The girls seemed to like Ayden more than they did her most of the time, anyway. After getting them loaded into the car and on the road, she was set to go to another house on the list of houses she was to look at.
She’d been living in federally subsidized homes before her ex-husband Gilbert had been killed last week. She found out that when he’d been watching his own kids—thinking that he needed to be paid to do so, he’d been dealing drugs from her place while having her children locked in their rooms or bathroom. One of her daughters, Selma, had been shot while the deal was going down, and without the help of Mac, one of Ayden’s sisters-in-law, and her magic, she might well have lost her.
Sometimes, it was too much to think about, others she just couldn’t believe how lucky she was that she’d found her mate in Ayden, who had come with a very caring and loving bunch of men. Their size only made her nervous, but she was never afraid of them, however.

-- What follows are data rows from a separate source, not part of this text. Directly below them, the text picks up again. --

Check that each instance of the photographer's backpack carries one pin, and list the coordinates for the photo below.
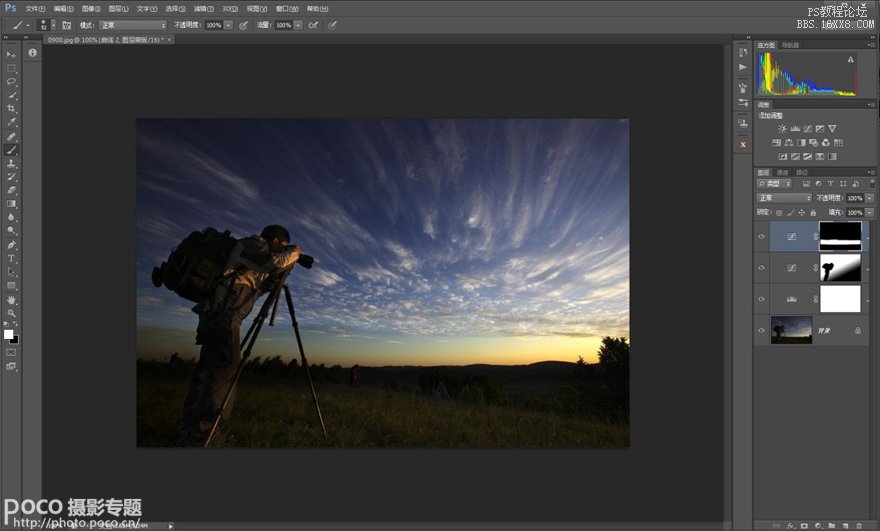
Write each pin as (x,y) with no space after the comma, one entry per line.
(196,265)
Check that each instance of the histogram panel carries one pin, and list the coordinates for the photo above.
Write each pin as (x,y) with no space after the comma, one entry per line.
(807,74)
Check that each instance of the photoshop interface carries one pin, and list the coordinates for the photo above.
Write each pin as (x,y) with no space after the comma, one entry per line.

Summer owed so much to this family that she wasn’t sure that she was ever going to pay them back. As it was now, all shewanted to do was find herself a nice dark corner and cry herself into a stupor. Now, because of Gilbert, she could no longer stay at the house that had made it so that they had a roof over her head. Summer needed to find herself someplace to stay with them, or they were going to be homeless. However that worked with having a new husband that she didn’t know all that well and two little girls that meant the world to her. Life was too complicated right now.